According to a 2024 review article the evidence for central sensitisation as an underlying mechanism in chronic pain conditions such as fibromyalgia has significant limitations, such as failing to demonstrate causality, and the use of measures described as measuring central sensitisation which do not measure it as a neurophysiological phenomenon, leading to circular reasoning.

==Diagnosis==
While there is no standardized test that definitively diagnoses nociplastic pain, the diagnostic method often starts with excluding other medical conditions. The International Association for the Study of Pain (IASP) has suggested a series of clinical criteria to grade the likelihood of nociplastic pain. Among the criteria is the presence of other central nervous system disturbances such as sleep disturbances and fatigue.

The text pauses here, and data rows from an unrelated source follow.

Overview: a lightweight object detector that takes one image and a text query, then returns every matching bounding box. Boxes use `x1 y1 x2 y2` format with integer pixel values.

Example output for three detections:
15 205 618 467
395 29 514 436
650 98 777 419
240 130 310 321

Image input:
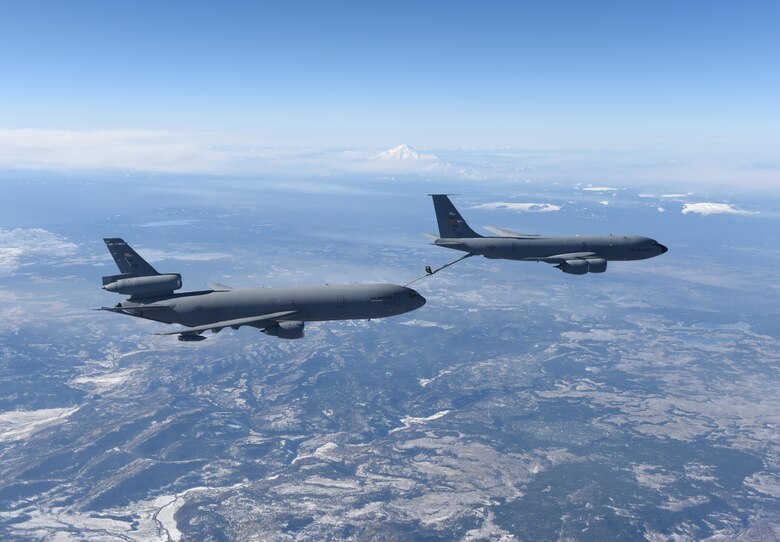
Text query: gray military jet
99 238 425 341
429 194 668 275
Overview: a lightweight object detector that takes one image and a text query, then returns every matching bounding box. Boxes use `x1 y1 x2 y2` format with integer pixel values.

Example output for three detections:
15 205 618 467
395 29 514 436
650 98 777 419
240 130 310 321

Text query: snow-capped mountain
375 143 437 160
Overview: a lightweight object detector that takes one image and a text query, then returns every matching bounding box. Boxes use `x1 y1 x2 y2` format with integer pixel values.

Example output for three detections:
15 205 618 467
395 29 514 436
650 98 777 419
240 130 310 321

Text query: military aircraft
98 238 425 341
429 194 668 275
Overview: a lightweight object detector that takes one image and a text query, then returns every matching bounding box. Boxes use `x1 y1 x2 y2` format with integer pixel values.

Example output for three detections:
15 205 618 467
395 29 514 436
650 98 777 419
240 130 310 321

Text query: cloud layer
682 202 757 215
474 201 561 213
0 228 76 277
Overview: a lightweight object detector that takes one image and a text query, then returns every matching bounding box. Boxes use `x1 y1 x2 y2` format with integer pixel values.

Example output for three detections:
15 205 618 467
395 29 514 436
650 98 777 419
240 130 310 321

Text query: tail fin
430 194 482 239
103 237 160 277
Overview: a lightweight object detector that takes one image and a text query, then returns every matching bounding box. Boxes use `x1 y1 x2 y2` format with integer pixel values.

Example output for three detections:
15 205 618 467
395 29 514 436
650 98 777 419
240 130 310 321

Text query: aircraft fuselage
116 284 425 327
435 236 667 261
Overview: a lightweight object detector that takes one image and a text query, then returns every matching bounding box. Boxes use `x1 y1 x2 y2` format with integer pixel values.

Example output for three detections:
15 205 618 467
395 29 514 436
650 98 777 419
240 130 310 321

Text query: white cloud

Other tools to measure central sensitization include quantitative sensory testing, functional magnetic resonance imaging (fMRI), EMG, brain mapping, and measures of cytokines and neurotrophines in the blood and urine. Self-report questionnaires such as the Central Sensitization Inventory, Sensory Hypersensitivity Scale, and painDETECT are also used.

==Treatment==
The treatment of nociplastic pain is often multifaceted. Treatment generally requires both physical and psychological therapies, pain neuroscience education, and sometimes pharmacological therapy.

There are multiple modalities of non-pharmacological treatment available that can help manage nociplastic pain. Exercise is commonly recommended because regular exercise increases the release of mood-elevating neurotransmitters and decreases inflammatory cells in the central nervous system. Transcutaneous electrical nerve stimulation (TENS) also helps to reduce pain by acting on inhibitory spinal cord receptors and activating pain-reducing receptors in the brain. Psychotherapy can also help patients with nociplastic pain to retrain their interpretation of and reaction to pain, improving quality of life.

Pharmacological treatment of nociplastic pain remains complex. Conventional pain management medications such as NSAIDs and opioids have shown limited usefulness in managing nociplastic pain. Currently, serotonin–norepinephrine reuptake inhibitors (SNRIs) and tricyclic antidepressants (TCAs) are recommended, but their utility in managing this condition remains unclear.